US Defense Secretary Chuck Hagel has completed a round-the-world trip aimed at reassuring partners, boosting cyber security, and charting a way forward in Afghanistan after next year's drawdown of foreign troops. Hagel's last stop was in Brussels.
For Hagel, his round-the-world trip was largely about reassuring allies, first in Asia and later at a NATO defense ministers' meeting in Europe, that Washington's budget problems are not eroding U.S. commitments.
"I assured my fellow ministers that the United States is not considering any reductions that will affect NATO's ability to fulfill its core tasks of collective defense, crisis management, and cooperative security. Our commitment to NATO remains iron clad," Hagel said.
For the first time, there was a session on cyber security.
"We have already made important progress in protecting the NATO networks. We must identify what more we need to do to identify cyber threats, which are evolving as we speak," said Anders Fogh Rasmussen, NATO Secretary-General.
Discussions on the way forward in Afghanistan were high on the agenda in Brussels. Most of the US and other international troops are due to pull out by the end of next year.
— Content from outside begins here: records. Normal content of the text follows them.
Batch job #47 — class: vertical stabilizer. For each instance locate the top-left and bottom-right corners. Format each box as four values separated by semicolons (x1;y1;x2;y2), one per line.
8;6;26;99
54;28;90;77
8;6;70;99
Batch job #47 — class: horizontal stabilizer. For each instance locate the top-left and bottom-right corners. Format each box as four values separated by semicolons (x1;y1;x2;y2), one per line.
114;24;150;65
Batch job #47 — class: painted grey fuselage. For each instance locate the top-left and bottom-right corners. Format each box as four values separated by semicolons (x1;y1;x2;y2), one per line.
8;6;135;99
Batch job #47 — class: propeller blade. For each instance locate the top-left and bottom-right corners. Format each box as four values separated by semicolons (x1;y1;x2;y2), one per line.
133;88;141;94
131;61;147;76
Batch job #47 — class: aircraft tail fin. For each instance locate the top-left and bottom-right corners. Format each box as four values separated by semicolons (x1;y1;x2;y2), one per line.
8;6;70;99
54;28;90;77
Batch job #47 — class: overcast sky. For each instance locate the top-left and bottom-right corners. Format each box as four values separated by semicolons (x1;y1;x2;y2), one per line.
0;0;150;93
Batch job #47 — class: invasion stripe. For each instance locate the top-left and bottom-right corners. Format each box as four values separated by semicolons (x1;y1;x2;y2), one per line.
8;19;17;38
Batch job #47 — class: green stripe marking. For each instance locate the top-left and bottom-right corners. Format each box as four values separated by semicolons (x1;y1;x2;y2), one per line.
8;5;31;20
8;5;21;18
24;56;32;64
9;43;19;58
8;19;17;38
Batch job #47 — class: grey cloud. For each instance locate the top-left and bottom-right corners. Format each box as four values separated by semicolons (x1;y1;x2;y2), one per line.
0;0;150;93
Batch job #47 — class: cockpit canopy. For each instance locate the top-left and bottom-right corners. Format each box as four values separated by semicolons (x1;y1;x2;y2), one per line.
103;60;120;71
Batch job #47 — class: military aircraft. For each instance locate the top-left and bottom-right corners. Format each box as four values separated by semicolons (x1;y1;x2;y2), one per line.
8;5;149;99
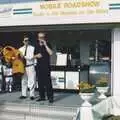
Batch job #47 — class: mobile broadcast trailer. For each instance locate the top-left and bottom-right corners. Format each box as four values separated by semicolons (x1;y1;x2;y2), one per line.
0;0;120;94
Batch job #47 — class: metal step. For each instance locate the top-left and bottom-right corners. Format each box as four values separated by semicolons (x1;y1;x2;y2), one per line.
0;103;77;120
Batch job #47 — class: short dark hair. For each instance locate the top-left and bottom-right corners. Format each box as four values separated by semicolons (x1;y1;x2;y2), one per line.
24;34;29;38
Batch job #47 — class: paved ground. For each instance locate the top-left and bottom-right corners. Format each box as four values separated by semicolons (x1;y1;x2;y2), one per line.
0;92;100;120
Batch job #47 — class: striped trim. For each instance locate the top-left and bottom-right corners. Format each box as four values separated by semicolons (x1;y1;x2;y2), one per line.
13;8;32;11
13;12;32;15
109;3;120;6
109;3;120;10
13;8;32;15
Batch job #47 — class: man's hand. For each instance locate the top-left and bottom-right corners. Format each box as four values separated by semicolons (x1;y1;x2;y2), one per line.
34;53;42;58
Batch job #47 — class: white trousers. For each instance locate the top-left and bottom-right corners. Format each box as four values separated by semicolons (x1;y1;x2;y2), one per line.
22;66;36;97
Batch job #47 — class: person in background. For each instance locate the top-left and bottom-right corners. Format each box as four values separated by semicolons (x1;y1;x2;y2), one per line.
34;32;53;103
3;46;25;91
19;35;36;100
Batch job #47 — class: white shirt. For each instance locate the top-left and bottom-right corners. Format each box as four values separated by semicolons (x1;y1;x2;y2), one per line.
19;45;36;65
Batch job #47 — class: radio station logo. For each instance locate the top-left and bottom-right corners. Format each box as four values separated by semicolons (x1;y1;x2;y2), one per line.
13;8;32;15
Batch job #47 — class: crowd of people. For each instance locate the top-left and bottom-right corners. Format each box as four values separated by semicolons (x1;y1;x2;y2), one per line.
0;32;53;103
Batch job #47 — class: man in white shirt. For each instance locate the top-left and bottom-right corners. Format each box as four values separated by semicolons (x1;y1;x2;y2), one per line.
19;36;36;100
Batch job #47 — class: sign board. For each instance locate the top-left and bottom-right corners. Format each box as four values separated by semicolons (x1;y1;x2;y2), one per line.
0;0;120;26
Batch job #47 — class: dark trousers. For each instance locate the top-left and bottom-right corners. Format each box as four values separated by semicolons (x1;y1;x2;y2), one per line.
38;69;53;99
13;73;23;91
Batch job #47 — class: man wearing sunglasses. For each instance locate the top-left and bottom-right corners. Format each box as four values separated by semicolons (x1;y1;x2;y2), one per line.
19;35;36;100
34;32;53;103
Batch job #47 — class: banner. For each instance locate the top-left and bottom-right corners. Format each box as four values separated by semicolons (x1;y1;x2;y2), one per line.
0;0;120;26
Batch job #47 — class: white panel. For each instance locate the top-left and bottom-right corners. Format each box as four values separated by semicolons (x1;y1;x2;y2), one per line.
66;71;79;90
111;28;120;96
51;71;65;89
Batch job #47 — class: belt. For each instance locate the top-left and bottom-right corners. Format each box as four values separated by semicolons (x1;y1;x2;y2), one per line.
25;64;34;67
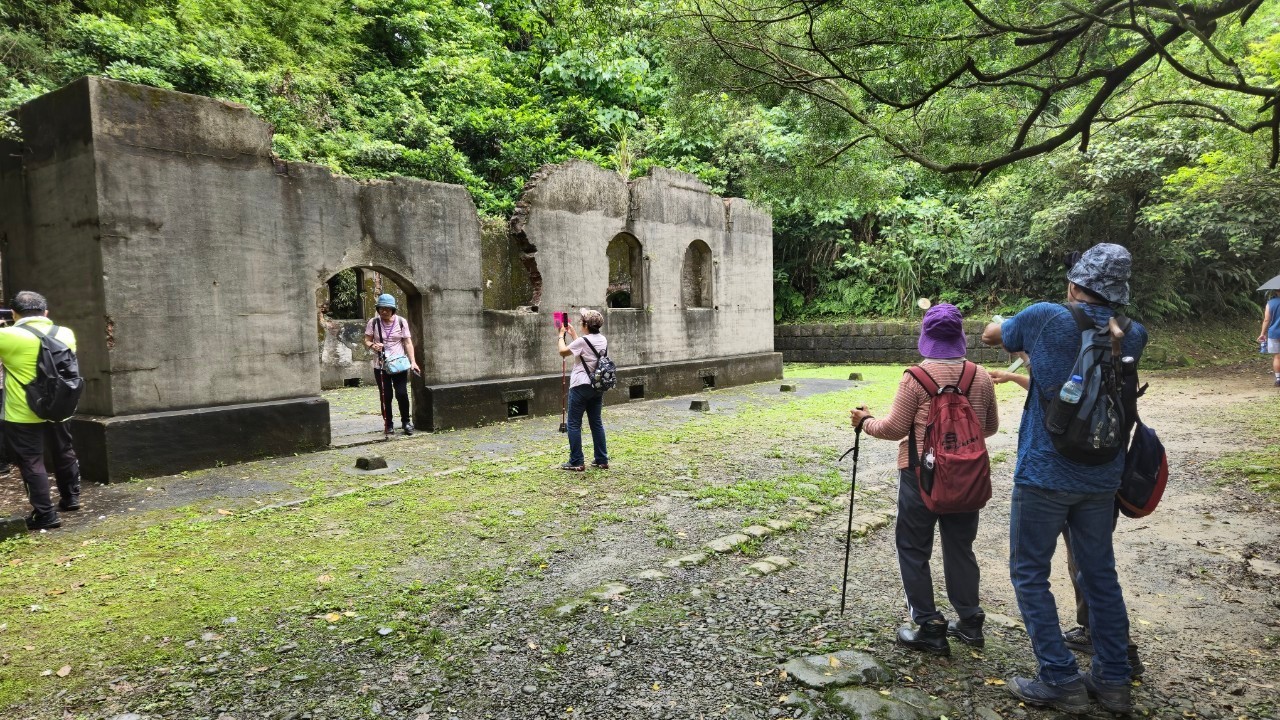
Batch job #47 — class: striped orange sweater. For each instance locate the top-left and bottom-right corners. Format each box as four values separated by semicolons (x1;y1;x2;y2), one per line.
863;360;1000;469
It's been an especially bloody fighting season with Afghan national forces losing more than 100 troops a week for the past two weeks.
And that is delaying a decision on how many international troops should stay beyond 2014 to train, advise, and assist Afghan forces.
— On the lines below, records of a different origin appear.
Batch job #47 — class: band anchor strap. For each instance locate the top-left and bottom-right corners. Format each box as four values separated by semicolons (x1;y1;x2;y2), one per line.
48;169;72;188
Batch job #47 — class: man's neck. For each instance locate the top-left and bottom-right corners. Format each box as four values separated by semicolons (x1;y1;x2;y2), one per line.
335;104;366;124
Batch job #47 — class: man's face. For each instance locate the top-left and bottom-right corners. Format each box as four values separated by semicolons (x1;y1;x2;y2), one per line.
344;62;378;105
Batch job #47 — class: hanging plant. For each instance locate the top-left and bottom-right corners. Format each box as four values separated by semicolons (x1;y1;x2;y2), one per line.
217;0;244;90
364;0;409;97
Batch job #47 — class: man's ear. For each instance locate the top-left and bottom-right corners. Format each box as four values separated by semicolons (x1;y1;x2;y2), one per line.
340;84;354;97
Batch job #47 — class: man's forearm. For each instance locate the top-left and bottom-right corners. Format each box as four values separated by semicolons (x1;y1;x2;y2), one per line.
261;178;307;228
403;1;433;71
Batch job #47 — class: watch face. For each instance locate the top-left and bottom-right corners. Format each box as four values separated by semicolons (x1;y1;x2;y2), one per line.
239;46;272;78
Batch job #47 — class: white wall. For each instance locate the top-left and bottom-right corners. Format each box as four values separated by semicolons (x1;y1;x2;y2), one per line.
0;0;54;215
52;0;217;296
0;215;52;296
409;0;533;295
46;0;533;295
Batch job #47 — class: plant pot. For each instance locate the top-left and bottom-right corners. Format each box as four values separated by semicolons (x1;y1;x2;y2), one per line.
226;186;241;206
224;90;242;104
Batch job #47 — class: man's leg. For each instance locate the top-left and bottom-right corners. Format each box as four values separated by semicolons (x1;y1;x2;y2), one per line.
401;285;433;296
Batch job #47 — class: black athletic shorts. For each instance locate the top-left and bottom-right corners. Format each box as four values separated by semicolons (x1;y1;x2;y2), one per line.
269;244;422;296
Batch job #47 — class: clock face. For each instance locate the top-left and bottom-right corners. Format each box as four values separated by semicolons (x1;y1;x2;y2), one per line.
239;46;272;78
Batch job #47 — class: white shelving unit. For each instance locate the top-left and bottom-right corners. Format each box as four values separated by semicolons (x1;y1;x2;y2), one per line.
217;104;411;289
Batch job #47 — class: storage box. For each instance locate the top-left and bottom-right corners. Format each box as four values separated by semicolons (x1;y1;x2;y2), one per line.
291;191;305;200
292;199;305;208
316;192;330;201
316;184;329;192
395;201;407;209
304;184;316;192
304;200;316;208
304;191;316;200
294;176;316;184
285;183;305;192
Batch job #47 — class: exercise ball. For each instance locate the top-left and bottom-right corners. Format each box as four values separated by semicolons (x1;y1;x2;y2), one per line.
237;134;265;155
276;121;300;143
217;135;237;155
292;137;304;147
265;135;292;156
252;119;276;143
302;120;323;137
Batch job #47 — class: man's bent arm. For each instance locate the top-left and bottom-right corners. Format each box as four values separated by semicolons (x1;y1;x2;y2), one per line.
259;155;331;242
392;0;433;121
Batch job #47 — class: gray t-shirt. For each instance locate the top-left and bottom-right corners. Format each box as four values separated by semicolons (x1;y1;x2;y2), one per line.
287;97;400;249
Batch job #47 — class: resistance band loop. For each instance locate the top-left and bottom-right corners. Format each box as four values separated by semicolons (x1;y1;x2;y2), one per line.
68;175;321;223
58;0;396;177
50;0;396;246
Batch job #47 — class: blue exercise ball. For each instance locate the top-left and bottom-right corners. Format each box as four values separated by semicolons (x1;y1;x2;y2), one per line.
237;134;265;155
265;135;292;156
Absent from the formal agenda were discussions of any potential involvement in Syria despite claims by France that it has confirmed the use of sarin gas in the conflict, including at least once by the Assad regime.
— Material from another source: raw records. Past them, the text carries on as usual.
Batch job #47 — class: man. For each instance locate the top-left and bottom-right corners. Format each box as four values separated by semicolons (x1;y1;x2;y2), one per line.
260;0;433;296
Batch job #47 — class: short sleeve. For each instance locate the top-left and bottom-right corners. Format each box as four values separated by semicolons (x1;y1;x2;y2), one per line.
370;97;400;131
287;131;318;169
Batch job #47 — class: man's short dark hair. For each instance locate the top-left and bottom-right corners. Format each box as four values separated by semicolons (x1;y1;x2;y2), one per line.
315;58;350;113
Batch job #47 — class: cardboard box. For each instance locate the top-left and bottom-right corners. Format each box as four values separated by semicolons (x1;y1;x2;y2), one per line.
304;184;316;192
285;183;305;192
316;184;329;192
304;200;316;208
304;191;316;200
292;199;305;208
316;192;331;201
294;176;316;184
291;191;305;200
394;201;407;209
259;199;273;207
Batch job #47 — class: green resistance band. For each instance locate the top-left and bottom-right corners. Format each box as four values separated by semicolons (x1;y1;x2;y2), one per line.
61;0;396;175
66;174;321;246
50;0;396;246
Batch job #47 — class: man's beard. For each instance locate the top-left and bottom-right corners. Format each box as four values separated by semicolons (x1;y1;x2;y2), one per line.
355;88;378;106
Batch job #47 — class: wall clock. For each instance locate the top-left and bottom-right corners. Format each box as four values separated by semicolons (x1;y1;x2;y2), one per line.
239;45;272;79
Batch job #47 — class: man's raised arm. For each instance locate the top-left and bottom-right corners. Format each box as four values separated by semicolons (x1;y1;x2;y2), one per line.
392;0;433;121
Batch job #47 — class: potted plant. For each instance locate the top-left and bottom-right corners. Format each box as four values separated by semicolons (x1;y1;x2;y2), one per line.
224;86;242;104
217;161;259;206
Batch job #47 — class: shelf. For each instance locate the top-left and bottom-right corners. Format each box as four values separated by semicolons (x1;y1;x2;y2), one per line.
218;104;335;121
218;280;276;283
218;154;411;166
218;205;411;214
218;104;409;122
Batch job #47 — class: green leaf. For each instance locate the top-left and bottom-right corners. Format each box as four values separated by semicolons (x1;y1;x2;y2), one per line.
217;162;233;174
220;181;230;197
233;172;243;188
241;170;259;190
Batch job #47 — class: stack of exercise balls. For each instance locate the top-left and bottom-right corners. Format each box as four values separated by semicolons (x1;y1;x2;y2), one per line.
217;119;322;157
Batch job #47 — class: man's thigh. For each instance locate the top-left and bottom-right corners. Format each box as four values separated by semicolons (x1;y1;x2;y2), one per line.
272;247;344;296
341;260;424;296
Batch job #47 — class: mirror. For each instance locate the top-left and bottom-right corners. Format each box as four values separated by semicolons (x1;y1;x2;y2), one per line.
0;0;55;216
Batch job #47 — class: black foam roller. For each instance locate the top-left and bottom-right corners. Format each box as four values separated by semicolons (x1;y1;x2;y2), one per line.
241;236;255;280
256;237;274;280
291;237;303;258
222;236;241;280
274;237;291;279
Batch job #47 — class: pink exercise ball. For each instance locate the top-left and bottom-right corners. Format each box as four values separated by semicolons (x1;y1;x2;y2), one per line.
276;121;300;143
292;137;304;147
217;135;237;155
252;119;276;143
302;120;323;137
Hagel said he hasn't seen intelligence supporting the French accounts. He said NATO is not considering action on Syria.
"Our focus is on protecting our members and what we are doing to assure the defenses of Turkey and to assist our NATO member Turkey, but, beyond that, we didn't get into any additional war plans regarding Syria," Hagel said.
As NATO looks to wind down operations in Afghanistan and stay out of the Syrian conflict, the alliance is boosting its involvement in Libya. It has agreed to send a team of experts - but not troops - to help train the Libyan government in efforts to secure its borders and stem the flow of militants entering from Mali.